Artist Talk — 10x10 Photobooks Reading Room at the Boston Athenaeum with Russet Lederman and Lauren Graves
Episode Summary
How We See: Photobooks by Women and What They Saw: Historical Photobooks by Women, 1843-1999 are two essential anthologies published by 10 x 10 Photobooks. Both publications are the impetus for global community-based Reading Rooms that feature hands-on exchanges of knowledge, research and discovery.
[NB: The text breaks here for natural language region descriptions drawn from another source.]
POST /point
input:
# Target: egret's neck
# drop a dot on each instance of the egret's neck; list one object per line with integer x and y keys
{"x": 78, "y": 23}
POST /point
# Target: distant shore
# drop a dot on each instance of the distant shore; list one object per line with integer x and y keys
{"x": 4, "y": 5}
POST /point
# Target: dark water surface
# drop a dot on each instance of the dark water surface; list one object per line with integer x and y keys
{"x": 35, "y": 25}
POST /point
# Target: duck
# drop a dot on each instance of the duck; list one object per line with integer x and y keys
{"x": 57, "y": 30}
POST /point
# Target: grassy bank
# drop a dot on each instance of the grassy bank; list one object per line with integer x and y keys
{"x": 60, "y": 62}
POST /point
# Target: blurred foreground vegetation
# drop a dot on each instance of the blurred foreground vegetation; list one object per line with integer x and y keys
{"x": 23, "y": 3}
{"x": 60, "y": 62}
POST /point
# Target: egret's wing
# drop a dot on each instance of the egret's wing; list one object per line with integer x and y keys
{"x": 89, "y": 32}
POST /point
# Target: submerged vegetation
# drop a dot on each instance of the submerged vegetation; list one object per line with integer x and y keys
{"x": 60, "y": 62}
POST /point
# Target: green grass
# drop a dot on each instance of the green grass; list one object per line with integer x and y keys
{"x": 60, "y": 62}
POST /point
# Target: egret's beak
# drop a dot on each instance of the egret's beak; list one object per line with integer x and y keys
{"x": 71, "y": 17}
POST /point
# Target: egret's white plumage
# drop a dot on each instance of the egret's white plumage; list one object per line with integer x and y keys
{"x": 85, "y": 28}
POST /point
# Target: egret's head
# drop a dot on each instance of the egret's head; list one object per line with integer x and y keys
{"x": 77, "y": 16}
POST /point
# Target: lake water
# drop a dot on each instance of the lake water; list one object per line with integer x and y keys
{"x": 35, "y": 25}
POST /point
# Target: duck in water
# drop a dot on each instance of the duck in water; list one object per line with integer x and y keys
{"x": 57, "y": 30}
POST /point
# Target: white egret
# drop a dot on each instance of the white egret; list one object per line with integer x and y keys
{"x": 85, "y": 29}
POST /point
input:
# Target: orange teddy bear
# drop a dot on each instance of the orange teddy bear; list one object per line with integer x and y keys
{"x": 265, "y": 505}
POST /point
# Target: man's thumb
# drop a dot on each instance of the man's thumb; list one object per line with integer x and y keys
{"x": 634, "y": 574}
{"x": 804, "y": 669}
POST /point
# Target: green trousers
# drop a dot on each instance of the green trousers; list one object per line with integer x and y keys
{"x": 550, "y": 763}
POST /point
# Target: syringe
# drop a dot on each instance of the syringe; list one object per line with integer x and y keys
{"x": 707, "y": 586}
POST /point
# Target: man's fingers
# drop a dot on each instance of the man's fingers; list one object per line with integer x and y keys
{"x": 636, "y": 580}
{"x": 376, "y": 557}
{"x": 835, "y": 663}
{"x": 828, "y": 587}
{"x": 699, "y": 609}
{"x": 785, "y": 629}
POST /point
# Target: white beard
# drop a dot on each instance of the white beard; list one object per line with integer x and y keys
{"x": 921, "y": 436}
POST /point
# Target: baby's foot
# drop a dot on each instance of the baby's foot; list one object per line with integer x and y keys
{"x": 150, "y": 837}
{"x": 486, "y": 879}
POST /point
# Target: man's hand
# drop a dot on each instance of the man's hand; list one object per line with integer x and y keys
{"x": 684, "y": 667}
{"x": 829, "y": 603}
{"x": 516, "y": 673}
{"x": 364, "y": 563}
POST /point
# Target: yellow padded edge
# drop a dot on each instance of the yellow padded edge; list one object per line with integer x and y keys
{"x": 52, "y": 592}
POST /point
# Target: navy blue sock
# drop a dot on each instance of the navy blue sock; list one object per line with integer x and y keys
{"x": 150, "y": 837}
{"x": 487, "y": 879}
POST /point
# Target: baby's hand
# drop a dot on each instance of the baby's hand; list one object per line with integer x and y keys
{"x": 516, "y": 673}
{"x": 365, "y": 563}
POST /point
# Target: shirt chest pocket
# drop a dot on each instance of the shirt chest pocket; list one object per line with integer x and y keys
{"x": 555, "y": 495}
Together, we discuss noteworthy historical and contemporary books by women that foster an expansive definition, a reexamination and a reinterpretation of such a dynamic visual tool—the photobook.
In this conversation, Russet Lederman and Lauren Graves discuss, among other things:
What constitutes a photobook
The evolution of the photobook
Gendered discrepancies and the inequity of access and privilege
A lack and/or ambiguity of attribution or authorship
The personal and political visual voice of women
The artist’s concept as a driving force
Telling your own story
The image as an agent for social change
Sequencing a narrative
Context, form and content
Publication and distribution
The serendipity of open stacks
The multiplicity of ways to read a photobook
Artist Resources/Inspiration
10x10 Research Grant on Photobook History
Combachee River Collective, 1977
Lucia Moholy, A Hundred Years of Photography (1839-1939)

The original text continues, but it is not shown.